THE UK Government is heading to court in a “desperate” bid to prevent the publication of internal polling on the Union.

In June 2021, the Tory administration was ordered to release the data it had collected on attitudes to Scottish independence by a first-tier tribunal.

The Cabinet Office was ordered to disclose the information requested by the SNP MP Tommy Sheppard under Freedom of Information laws within 28 days after its legal arguments against doing so were judged “not wholly clear”.

However, it has refused to do so, and instead appealed against the judge’s ruling. That appeal will be heard in a tribunal on Tuesday.

READ MORE: UK’s bid to conceal Union poll ‘threatens Freedom of Information Act'

Sheppard said: “It has been almost a year now since the tribunal ruled that the information I requested on secret, tax-payer funded polling into public attitudes towards the Union must be made public, and still they continue to refuse.
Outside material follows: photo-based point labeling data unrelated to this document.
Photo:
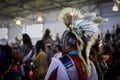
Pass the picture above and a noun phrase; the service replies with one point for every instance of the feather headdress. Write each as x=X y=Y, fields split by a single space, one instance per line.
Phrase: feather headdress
x=81 y=26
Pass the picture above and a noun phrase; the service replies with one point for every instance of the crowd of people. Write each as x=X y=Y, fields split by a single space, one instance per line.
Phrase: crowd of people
x=78 y=55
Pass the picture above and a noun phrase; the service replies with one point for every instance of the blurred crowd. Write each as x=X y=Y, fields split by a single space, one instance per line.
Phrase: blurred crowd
x=30 y=62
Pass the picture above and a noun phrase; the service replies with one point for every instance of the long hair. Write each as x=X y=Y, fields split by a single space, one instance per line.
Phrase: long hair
x=40 y=45
x=27 y=40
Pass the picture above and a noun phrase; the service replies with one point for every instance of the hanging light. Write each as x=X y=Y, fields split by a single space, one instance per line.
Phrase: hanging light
x=39 y=19
x=115 y=8
x=18 y=22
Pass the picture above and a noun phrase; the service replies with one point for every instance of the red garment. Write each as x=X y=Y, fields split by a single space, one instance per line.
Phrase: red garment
x=77 y=62
x=53 y=74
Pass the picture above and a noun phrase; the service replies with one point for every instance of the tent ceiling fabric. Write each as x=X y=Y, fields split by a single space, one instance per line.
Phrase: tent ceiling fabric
x=15 y=8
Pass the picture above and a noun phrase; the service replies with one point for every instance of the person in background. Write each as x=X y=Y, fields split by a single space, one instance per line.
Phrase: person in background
x=107 y=36
x=6 y=72
x=50 y=52
x=27 y=52
x=77 y=41
x=113 y=33
x=118 y=32
x=40 y=61
x=58 y=50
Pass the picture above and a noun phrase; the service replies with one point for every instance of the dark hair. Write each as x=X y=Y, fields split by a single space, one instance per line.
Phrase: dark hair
x=59 y=47
x=27 y=40
x=40 y=45
x=71 y=39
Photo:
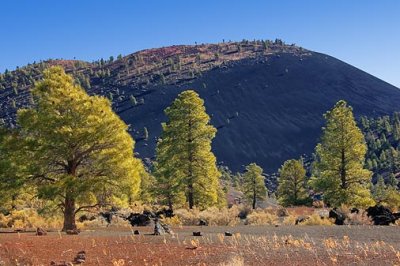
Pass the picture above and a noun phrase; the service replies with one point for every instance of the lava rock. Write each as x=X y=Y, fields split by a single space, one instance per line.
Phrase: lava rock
x=40 y=231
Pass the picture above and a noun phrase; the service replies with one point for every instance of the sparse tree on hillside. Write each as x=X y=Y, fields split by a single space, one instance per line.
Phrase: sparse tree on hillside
x=185 y=164
x=78 y=147
x=339 y=167
x=291 y=183
x=253 y=184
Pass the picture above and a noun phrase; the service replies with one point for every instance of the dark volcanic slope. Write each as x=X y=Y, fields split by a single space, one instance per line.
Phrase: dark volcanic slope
x=266 y=99
x=271 y=111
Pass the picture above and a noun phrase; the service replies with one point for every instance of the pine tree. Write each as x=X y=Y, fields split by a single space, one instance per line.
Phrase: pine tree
x=291 y=183
x=379 y=190
x=184 y=161
x=339 y=171
x=12 y=175
x=253 y=184
x=78 y=147
x=133 y=100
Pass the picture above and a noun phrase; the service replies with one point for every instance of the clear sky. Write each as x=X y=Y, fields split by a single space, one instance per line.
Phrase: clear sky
x=364 y=33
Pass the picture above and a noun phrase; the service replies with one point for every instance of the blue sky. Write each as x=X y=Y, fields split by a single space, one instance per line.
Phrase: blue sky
x=364 y=33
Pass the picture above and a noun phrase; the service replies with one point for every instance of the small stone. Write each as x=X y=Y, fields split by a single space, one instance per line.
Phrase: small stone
x=40 y=232
x=197 y=234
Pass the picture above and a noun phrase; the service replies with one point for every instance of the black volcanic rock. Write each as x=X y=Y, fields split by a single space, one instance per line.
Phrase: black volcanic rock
x=267 y=105
x=269 y=112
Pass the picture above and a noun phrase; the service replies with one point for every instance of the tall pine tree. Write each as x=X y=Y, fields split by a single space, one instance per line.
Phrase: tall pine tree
x=78 y=148
x=253 y=184
x=339 y=167
x=185 y=165
x=291 y=183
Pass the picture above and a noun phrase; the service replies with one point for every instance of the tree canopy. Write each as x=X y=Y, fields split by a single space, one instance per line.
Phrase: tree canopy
x=291 y=183
x=185 y=165
x=253 y=184
x=339 y=168
x=79 y=150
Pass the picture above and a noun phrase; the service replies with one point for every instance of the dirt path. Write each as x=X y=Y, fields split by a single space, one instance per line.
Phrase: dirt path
x=249 y=245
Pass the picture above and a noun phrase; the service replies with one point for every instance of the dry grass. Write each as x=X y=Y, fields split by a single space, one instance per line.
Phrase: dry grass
x=315 y=219
x=261 y=217
x=213 y=216
x=29 y=219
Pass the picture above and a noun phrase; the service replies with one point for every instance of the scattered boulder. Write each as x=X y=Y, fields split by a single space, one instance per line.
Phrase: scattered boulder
x=62 y=263
x=84 y=218
x=168 y=213
x=197 y=234
x=203 y=222
x=73 y=231
x=139 y=219
x=282 y=212
x=107 y=216
x=381 y=215
x=80 y=257
x=339 y=216
x=40 y=231
x=158 y=228
x=243 y=213
x=301 y=219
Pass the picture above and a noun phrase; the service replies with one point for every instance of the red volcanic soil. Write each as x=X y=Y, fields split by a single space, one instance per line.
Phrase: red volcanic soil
x=249 y=245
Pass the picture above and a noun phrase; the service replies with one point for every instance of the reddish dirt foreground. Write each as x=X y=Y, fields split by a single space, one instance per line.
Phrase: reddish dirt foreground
x=249 y=245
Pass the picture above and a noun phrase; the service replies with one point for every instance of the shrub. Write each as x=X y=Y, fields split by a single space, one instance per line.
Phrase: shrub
x=315 y=219
x=213 y=216
x=29 y=219
x=261 y=217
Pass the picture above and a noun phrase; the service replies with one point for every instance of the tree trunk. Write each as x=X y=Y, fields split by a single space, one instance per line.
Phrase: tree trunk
x=343 y=176
x=190 y=196
x=254 y=193
x=69 y=212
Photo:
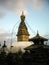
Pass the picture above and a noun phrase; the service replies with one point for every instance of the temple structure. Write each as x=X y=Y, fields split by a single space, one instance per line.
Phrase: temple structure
x=22 y=34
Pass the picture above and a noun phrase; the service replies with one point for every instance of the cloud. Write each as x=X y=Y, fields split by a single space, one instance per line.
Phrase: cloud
x=5 y=36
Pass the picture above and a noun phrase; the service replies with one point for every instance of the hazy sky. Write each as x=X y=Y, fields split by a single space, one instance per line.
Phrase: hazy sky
x=36 y=12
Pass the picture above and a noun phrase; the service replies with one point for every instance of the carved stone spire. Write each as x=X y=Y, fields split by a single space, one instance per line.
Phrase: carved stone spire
x=22 y=34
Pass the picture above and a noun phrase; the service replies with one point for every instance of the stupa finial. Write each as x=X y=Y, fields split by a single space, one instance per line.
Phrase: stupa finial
x=37 y=32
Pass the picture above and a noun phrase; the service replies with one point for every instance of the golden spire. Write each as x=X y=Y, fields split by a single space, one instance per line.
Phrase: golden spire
x=22 y=16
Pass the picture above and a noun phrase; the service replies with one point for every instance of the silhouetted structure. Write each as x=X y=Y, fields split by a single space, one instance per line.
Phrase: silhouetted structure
x=22 y=34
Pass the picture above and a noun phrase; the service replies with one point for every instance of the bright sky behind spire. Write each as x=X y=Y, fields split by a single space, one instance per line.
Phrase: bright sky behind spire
x=36 y=12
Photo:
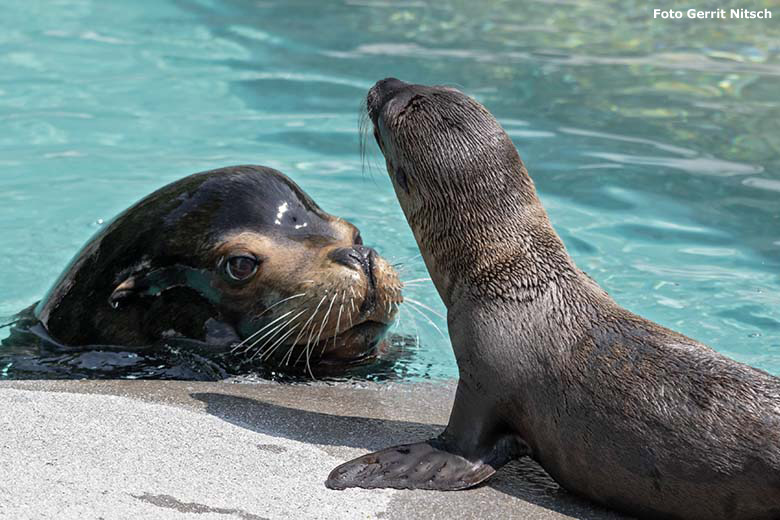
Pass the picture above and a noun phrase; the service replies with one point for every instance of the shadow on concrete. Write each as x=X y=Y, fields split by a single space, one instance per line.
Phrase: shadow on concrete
x=523 y=479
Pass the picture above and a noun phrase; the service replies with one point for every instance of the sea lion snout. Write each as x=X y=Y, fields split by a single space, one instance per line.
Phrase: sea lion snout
x=357 y=257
“It is clear that the Tories are desperate to hide these results, and the only explanation for this that makes sense is that it does not help their case for keeping Scotland under Westminster control.”

The Edinburgh East MP also pointed to public cash which had been set aside for emergency Covid contracts which the UK Government instead used to poll on attitudes to the Union.

The National: Jacob Rees-Mogg

Top Tory Jacob Rees-Mogg insisted the spending had been “completely proper and justifiable”.

Sheppard said: “This is a UK Government that used the money for emergency Covid contracts – from the public purse – to commission political research on constitutional issues, instead of for more PPE or to help doctors and nurses on the front line.

READ MORE: Ten questions for Michael Gove on Covid cash used for Union polling

“The general public deserve to know how and why their money has been misspent – and it should not have had to go to court to make that happen. They should have published the data a year ago after being told to do so by the Information Commissioner. The UK Government must now publish these findings without delay.”

He added: “People are seeing the real cost of living with Westminster on a daily basis now. Every day we wake up to a new story about the Tory cost of living crisis and how millions are struggling because the Chancellor is cruelly failing to lift a finger to help, or new reports of the disastrous consequences of Brexit, or further sleaze, cronyism and corruption engulfing the Westminster government.”

A Cabinet Office spokesperson told The National last week: “The UK Government regularly commissions research across the UK to understand public attitudes and behaviours to inform our campaigns, policies and to ensure we are delivering for people and families across the whole of the United Kingdom.

“The Scottish Government also conducts similar research for the same reasons and we maintain that it is in the public interest to preserve a safe space for the development of policy and the provision of advice to ministers.”

The spokesperson said it would be inappropriate to comment further until the appeal has been heard.